The dam is an important civil engineering structure that is multifunctional and used throughout the world.

From simple water supply works, irrigation works to huge hydropower generation plants and disaster control works; all require the construction of the dam.

One such important type of dam is the earthen dam.

The earthen dam is the type of embankment dam that is composed of the earth which is compacted into subsequent layers of suitable thickness.

This dam is also called as earth dam.

In other words, The earthen dam is the type of embankment dam that essentially consists of suitable soil compacted into layers by some mechanical means.

The soil used must have acceptable engineering properties.

It is usually obtained from burrow pits or excavations.

Most commonly, the soil from the excavation or pits is transported and dumped to the site. It is then spread in layers at suitable depths and duly compacted utilizing tamping rollers, sheep foot rollers, vibratory rollers, or other earth rolling equipment.

The earthen dam is the earliest type of dam known to have been constructed from the beginning of human civilization.

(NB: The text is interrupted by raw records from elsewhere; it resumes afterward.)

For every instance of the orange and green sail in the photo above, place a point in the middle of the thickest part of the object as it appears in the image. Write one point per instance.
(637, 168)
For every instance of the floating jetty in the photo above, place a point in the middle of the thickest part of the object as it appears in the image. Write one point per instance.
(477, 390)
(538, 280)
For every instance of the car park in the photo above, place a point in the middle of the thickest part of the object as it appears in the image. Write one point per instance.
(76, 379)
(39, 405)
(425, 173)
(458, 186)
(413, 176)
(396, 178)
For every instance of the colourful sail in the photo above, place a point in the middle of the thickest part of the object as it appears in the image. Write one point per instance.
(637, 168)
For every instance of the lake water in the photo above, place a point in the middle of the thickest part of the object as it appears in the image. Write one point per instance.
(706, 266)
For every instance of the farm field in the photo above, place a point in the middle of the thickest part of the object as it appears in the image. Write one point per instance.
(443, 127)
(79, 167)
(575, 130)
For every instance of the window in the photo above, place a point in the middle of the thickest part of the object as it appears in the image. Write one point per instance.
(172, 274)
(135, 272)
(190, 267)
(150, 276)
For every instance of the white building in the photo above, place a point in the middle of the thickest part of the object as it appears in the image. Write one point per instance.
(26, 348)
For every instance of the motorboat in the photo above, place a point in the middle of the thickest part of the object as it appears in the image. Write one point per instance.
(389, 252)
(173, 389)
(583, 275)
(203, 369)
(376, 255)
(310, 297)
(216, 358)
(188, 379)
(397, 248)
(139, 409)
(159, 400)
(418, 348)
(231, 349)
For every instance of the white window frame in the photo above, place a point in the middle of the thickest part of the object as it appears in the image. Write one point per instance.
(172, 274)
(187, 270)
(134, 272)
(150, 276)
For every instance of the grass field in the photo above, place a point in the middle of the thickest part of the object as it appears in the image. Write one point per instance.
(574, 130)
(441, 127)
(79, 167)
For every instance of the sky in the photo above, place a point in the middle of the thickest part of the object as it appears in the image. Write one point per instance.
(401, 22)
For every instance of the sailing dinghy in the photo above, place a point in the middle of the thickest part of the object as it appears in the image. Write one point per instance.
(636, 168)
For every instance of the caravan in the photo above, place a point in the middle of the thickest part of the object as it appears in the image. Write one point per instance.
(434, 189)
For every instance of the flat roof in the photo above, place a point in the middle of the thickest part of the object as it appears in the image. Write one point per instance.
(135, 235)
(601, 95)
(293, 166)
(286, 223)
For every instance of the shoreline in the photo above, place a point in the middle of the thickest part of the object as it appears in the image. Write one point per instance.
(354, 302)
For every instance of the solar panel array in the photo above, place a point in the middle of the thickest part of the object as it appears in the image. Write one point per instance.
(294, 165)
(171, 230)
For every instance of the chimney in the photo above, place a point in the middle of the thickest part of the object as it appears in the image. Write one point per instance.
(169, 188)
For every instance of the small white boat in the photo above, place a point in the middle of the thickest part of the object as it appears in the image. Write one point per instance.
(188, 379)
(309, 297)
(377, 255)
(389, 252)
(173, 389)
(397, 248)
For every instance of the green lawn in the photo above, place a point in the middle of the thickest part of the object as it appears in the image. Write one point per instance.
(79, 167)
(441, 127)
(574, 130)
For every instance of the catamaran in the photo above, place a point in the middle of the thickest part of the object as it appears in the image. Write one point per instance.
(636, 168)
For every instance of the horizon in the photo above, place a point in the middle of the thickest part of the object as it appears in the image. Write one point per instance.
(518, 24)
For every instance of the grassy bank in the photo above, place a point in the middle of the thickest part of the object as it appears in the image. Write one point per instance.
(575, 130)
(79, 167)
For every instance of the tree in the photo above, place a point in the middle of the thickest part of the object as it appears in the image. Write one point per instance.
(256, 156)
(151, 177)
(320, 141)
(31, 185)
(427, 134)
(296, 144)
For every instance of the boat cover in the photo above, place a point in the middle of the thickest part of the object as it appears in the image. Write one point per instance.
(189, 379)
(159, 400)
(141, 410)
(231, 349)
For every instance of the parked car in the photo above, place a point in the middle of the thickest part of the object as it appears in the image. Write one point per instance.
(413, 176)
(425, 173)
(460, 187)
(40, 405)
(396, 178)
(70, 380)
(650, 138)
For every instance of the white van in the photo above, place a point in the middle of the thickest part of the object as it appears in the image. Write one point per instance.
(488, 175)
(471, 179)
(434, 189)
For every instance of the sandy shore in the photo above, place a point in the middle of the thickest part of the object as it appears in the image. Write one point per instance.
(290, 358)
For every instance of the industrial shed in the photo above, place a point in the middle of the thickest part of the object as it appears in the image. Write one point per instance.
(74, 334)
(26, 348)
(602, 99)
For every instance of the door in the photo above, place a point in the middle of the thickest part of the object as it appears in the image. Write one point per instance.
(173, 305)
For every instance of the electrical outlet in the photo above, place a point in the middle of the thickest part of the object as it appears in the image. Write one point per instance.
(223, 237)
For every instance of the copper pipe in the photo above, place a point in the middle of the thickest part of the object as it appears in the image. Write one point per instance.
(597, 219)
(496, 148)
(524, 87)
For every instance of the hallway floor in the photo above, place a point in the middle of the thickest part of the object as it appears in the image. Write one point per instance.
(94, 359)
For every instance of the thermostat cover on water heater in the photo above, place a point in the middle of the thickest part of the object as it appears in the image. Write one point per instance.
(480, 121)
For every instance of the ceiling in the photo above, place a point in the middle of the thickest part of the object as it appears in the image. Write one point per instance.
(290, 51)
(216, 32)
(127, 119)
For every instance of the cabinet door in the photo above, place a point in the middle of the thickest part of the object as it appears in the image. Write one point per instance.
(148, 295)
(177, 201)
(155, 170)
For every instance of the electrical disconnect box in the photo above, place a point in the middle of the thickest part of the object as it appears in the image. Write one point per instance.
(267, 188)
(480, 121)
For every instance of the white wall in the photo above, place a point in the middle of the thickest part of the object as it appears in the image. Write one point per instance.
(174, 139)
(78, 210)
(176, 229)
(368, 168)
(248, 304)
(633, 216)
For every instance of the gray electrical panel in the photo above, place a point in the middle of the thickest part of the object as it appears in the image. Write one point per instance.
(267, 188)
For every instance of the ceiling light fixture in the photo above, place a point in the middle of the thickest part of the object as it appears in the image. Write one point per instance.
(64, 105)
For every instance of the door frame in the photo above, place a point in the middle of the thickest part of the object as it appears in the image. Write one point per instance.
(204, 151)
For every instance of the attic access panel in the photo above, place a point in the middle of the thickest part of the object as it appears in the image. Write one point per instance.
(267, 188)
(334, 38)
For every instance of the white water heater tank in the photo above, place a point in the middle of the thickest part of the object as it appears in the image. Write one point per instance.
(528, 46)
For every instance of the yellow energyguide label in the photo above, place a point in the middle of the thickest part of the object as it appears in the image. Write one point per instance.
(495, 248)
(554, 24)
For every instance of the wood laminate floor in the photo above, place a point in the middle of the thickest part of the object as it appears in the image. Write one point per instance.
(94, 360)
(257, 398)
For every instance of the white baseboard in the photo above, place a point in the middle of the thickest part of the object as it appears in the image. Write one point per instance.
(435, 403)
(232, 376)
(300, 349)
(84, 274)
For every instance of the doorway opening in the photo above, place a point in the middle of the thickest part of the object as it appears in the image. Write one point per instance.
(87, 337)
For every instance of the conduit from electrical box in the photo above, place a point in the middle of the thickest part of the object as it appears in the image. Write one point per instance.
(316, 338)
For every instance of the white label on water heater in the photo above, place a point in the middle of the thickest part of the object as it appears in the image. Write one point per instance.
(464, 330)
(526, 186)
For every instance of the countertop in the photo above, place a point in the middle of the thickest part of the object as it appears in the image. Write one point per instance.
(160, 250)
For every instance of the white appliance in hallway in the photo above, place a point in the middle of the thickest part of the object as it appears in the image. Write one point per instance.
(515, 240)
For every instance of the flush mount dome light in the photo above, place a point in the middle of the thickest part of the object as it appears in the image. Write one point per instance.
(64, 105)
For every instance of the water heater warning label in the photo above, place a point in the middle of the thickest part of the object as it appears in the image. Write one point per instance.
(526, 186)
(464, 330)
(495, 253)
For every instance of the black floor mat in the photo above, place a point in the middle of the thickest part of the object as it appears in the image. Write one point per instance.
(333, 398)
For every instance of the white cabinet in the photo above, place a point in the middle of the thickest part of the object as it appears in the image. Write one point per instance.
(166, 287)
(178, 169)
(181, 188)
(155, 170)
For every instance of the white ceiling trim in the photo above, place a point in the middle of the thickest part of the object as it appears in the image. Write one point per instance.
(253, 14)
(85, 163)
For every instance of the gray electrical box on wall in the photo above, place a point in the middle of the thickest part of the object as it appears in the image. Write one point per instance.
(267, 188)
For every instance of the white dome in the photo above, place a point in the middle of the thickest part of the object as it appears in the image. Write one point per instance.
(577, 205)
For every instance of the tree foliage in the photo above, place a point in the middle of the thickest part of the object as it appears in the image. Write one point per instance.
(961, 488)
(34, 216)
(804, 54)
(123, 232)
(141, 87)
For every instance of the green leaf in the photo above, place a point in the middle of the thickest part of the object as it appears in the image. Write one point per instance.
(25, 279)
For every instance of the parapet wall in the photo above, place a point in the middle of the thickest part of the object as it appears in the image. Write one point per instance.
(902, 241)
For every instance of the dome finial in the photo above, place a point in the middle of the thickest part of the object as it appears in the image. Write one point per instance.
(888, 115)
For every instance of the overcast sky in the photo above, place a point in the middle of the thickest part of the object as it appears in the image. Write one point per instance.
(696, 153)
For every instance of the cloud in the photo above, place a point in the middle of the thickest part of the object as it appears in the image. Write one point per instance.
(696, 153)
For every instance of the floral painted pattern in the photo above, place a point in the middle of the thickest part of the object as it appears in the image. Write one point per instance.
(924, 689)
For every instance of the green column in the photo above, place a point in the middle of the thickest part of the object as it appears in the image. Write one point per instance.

Some of the notable earthen dams built across the world can be listed as follows:

1. Tarbela Dam, Pakistan

2. Mica Dam, Canada

3. Tataragi Dam, Japan


  2. Components of Earthen Dam  

A typical earthen dam consists of the following components:


1. Foundation:

The foundation is the supporting component that withstands both horizontal as well as vertical load. The foundation is made up of soil.


2. Casing(Outlet): 

The casing is the component of an earthen dam that protects the inner core.

The upstream and downstream slopes of a casing have to be decided based on the type of dam, height, availability of material, and the condition of the foundation.

A flatter slope is built in case of low permeability earth.

The desirable range for downstream slope varies from 2:1 to 2.5:1 while the range for upstream slope varies from 2:1 to 4:1.


3. Core(Hearting):

The core is the component of an earthen dam that checks the seepage of water through the body of the dam.

Due to this reason, it is commonly referred to as an impermeable barrier.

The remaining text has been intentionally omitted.